I have a complex task that I need to complete. It worked well before since there was only one file but this is now changing. Each file has one long row that is first bulk inserted into a staging table. From here I'm supposed to save the file name into another table and then insert the the broken up parts of the staging table data. This is not the problem. We might have just one file or even multiple files to load at once. What needs to happen is this:
The first SSIS task is a script task that does some checks. The second task prepares the file list.
The staging table is truncated.
The third task is currently a Foreach loop container task that uses the files from the file list and processes it:
File is loaded into table using Bulk Insert task.
The file name needs to be passed as a variable to the next process. This was done with a C# task before but it is now a bit more complex since there could be more than one file and each file name needs to be saved separately.
The last task is a SQL task that executes a stored procedure with the file name as input variable.
My problem is that before it was only one file. This was easy enough. What would the best way be to go about it now?
In Data Flow Task which imports your file create a derrived column. Populate it with system variable value of filename. Load filename into the same table.
Use a Execute SQL task to retrieve distinc list of filenames into a recordset (Object type variable).
Use For Each Loop container to loop through the recordset. Place your code inside the container. Code will recieve filename from the loop as a value of a variable and process the file.
Use Execute SQL task in For Each Loop container to call SP. Pass filename as a parameter like:
Exec sp_MyCode param1, param2, ?
Where ? will pass filename INPUT as a string
EDIT
To make Flat File Connection to pick up the file specified by a variable - use Connection String property of the Flat File Connection
Select FF Connection, right click and select Properties
Click on empty field for Expressions and then click ellipsis that appears. With Expressions you can define every property of the object listed there using variables. Many objects in SSIS can have Expressions specified.
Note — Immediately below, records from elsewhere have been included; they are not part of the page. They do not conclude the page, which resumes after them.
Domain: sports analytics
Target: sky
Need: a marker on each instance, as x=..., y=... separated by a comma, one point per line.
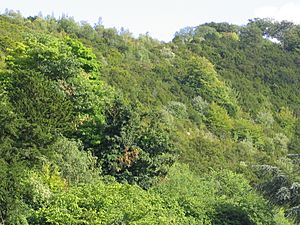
x=160, y=18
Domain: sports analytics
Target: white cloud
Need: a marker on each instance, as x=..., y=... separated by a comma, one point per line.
x=289, y=11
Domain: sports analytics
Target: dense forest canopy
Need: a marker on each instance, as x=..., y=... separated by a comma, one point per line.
x=99, y=127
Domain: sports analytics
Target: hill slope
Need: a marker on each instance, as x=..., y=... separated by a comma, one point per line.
x=98, y=127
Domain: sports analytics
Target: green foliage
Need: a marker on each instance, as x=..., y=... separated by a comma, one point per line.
x=219, y=97
x=114, y=203
x=135, y=149
x=42, y=107
x=216, y=199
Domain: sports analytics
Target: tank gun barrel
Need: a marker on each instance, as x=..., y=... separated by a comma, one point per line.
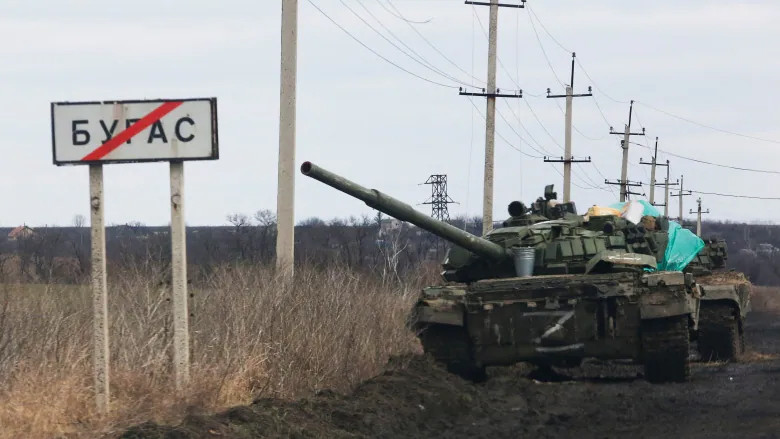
x=404, y=212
Add an Expression, select Connection String Property and define an expression with absolute path to the file (just to be on a safe side, it can be a UNC path too).
All the above can be accomplished using C# code in the script task itself. You can loop through all the files one by one and for each file :
1. Bulk Copy the data to the staging
2. Insert the filename to the other table
You can modify the logic as per your requirement and desired execution flow.
Add a colunm to your staging table - FileName
Capture the filename in a SSIS Variable (using expressions) then run something like this each loop:
UPDATE StagingTable SET FileName=? WHERE FileName IS NULL
Why are you messing about with C#? From your description it's totally unnecessary.

How to create dynamic number of output files with SSIS?

I will be creating flatfiles and based on the data in the batch, it might be necessary to split the data into an undetermined number of files.
I can make the connection string dynamic with an expression, but that is only evaluated when the package starts. I'd like to change that expression to include a '-a' or '-b' in the filename.
Alternately, if I have to create new connection manager objects at run time on demand, how do I go about that?
First determine your naming scheme for the output files and come up with an expression formula in your head
Put the Data Flow Task in a loop.
Within this Data Flow Task, define the source and destination. Destination being the Flat File Destination. Read the source and add some derived column that sets a value to another variable that you'll later use in the Filename expression.
Connect the Flat File Destination to a Connection Manager. First define some path but then add an Expression to define a Connection String based on your File Name scheme (Path + Filename + extension). Now this Filename is tricky. You'll have to put IIF statements based on the values you've got from Source
1) create grobal variable(a variable is created within the scope of a package) and assign it to the file name property.
2) change the variable during the looping.
EDITED
see for more details...
You can access the data set in a script (in the script component) and write out to a set of files based on your criteria.